How do you make sure that the money keeps coming in?
1. One of the ways is to set up a recurring revenue business model. The recurring revenue business model is nowadays if you sign up for anything like you sign up for adobe, sign up for zoom, and sign up for LinkedIn. They want your money every month, or a yearly basis, or a quarterly basis. It’s not like you pay as you use or some different. Everybody wants a monthly check and has sort of becoming this landlord. So bring your business closer to that monthly paycheck.

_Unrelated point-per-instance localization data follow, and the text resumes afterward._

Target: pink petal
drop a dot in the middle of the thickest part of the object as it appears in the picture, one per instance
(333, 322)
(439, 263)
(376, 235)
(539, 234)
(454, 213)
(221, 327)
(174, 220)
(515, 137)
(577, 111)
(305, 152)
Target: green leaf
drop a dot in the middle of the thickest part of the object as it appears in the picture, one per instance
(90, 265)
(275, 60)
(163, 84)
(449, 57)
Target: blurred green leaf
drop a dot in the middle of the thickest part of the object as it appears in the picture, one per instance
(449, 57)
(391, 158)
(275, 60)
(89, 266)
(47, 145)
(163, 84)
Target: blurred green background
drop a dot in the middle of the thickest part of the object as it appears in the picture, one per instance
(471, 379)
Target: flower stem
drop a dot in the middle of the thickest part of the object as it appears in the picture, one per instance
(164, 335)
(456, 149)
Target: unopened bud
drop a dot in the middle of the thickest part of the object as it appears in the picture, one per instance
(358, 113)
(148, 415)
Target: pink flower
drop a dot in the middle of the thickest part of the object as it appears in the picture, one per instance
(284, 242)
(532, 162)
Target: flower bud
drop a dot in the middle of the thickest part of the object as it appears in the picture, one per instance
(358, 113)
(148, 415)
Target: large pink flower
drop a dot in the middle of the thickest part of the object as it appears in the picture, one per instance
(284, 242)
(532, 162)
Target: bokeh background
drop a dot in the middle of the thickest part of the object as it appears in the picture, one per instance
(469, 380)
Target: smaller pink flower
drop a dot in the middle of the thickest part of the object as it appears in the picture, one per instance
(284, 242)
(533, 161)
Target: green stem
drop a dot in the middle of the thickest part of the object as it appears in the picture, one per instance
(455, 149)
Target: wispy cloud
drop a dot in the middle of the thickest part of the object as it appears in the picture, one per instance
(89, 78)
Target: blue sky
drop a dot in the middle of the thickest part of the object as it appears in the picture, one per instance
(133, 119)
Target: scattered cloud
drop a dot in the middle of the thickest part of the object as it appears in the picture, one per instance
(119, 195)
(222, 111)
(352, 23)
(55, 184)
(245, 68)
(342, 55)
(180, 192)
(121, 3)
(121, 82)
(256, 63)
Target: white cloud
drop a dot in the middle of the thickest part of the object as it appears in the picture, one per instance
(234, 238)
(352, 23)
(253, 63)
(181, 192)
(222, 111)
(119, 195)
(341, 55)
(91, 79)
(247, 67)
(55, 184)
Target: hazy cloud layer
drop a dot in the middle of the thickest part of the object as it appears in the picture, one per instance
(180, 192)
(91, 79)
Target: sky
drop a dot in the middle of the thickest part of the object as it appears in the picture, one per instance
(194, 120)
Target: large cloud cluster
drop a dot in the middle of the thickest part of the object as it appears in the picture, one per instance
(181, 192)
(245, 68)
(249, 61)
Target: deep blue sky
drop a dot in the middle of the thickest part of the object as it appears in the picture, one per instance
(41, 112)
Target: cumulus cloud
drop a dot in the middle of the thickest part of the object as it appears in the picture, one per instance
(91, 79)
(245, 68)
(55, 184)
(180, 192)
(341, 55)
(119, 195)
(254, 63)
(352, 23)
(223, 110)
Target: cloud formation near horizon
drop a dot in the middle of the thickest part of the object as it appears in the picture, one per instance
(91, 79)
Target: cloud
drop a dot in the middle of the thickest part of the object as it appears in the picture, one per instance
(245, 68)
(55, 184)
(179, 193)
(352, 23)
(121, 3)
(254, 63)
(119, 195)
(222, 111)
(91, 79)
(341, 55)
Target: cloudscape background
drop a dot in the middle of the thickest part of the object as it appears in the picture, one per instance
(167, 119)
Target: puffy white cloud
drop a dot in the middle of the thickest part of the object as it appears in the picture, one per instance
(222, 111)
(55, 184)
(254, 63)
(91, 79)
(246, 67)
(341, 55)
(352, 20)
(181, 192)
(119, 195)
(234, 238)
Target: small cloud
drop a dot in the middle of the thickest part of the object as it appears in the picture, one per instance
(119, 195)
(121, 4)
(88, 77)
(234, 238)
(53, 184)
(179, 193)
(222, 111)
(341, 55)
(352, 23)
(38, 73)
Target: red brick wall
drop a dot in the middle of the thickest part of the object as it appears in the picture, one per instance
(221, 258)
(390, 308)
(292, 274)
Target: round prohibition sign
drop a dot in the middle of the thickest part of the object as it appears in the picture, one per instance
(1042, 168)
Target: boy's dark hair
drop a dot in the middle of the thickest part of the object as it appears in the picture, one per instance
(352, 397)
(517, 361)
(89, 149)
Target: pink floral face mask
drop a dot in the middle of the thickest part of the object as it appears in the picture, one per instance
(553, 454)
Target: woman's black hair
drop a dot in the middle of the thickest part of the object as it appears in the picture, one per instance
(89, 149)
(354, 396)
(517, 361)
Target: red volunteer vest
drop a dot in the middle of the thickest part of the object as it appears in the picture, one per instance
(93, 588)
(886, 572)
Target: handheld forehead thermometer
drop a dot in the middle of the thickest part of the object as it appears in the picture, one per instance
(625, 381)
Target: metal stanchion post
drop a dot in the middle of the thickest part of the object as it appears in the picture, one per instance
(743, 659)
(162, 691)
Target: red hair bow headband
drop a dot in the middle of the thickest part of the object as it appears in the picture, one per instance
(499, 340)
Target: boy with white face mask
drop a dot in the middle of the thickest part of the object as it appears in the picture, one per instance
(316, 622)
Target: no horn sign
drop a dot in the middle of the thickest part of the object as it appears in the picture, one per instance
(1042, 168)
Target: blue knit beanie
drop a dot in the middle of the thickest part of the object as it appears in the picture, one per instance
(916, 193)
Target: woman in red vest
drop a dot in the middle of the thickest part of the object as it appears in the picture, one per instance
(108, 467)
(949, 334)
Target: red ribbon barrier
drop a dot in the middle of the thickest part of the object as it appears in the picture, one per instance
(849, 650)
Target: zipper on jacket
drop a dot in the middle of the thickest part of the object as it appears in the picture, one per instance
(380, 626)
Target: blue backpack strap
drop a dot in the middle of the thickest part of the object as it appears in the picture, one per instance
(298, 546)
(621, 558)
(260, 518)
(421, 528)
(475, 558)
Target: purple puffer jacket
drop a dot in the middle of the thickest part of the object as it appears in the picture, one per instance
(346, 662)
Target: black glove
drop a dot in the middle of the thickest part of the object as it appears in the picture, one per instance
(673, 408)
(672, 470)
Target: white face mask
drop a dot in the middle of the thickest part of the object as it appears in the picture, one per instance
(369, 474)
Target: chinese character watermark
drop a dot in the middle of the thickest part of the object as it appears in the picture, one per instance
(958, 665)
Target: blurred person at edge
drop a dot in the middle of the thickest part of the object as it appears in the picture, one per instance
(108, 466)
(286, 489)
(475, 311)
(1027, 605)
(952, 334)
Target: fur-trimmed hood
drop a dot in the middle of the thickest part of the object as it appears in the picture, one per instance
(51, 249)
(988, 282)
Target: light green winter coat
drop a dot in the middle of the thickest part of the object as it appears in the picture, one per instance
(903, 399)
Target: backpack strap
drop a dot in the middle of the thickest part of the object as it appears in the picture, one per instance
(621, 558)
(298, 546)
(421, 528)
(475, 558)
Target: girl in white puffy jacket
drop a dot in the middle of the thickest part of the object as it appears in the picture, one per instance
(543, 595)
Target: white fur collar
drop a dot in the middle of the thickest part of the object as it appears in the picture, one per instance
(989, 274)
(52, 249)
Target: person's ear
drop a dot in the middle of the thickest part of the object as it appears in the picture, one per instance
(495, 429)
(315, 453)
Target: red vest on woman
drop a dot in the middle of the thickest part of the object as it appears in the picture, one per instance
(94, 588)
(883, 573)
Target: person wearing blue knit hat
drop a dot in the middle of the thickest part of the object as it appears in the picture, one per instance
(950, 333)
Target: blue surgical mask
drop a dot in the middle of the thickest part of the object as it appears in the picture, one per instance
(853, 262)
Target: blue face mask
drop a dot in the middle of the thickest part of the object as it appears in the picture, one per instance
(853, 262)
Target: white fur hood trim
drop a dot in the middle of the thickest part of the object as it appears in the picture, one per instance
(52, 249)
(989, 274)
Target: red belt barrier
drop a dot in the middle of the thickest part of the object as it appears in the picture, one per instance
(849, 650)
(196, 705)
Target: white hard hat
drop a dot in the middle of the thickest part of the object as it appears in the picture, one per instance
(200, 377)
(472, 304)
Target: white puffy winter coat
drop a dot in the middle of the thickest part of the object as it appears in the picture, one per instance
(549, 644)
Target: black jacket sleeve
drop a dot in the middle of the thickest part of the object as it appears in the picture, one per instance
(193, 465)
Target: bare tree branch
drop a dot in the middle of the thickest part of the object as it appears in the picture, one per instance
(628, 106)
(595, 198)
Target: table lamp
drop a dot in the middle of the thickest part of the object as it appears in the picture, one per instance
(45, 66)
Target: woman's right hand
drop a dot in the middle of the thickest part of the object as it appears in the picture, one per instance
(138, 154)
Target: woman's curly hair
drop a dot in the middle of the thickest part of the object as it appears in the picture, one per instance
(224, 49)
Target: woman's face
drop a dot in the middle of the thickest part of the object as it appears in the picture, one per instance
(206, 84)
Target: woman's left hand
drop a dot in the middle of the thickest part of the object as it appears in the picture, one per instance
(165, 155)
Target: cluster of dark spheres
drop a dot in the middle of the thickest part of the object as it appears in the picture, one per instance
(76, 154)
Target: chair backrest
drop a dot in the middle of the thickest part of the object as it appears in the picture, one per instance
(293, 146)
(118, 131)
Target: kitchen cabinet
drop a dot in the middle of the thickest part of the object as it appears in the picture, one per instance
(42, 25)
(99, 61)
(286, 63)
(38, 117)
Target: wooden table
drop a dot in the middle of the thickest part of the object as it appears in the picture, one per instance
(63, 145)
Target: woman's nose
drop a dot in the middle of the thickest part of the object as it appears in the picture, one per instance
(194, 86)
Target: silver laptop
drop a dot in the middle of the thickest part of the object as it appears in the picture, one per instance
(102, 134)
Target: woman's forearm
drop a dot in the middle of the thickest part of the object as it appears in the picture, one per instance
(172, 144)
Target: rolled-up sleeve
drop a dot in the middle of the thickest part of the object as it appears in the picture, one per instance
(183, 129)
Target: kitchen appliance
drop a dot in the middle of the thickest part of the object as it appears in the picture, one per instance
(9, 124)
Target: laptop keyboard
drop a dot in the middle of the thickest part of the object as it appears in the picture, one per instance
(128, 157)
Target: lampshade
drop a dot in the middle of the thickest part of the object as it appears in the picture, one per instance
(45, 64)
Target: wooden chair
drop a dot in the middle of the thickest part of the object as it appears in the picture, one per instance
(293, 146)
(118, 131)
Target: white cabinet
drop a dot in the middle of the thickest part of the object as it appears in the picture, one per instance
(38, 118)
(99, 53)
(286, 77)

For Example: If you own a beauty salon, how do you do that well come up with an idea that you know women can come and get their nails done weekly and give them some kind of a deal. Now if you’re charging them such as 20 pounds for each time they come to you and get their nails done. You might need to give them a break on the pricing like 15 pounds to get a commitment of coming in twice a month but taking that hit is okay because, if they come twice a month and they’re giving you 40 pounds a month and then you set up the business bottle in a way then, now they’re giving you 30 pounds a month but they’re committed every month. Your valuation is going to triple despite you losing money on the front end of the revenue because now the client is committed and the new owner knows that this business has got these 50 customers that pay 30 pounds a month. On the other side, women coming in and getting their nails done twice a month without any commitment, the new buyer is going to go or not, if those women are coming back or not.
2. Set up systems and processes so that you don’t have to go out and invite those women again and again.
For Example: If Alina has signed up in XYZ nail salon. Alina instead of charging you 40 pounds XYZ charge you 30 pounds but XYZ need to set up a system where they keep reminding Alina that “hey Alina your nails are due here’s a link set up an appointment, by the way, we charged your credit card five days ago, so set up an appointment we want you to come back, oh! Last time you picked this shade, this time would you like to pick this shade” make it easy for your customer and this is why the new owner wants to sit back and doesn’t want to be sending those emails he doesn’t mean you want to be calling. So, make it easy for them.
If you just do these two things not too many things you might be able to double the value of your business over the next six months.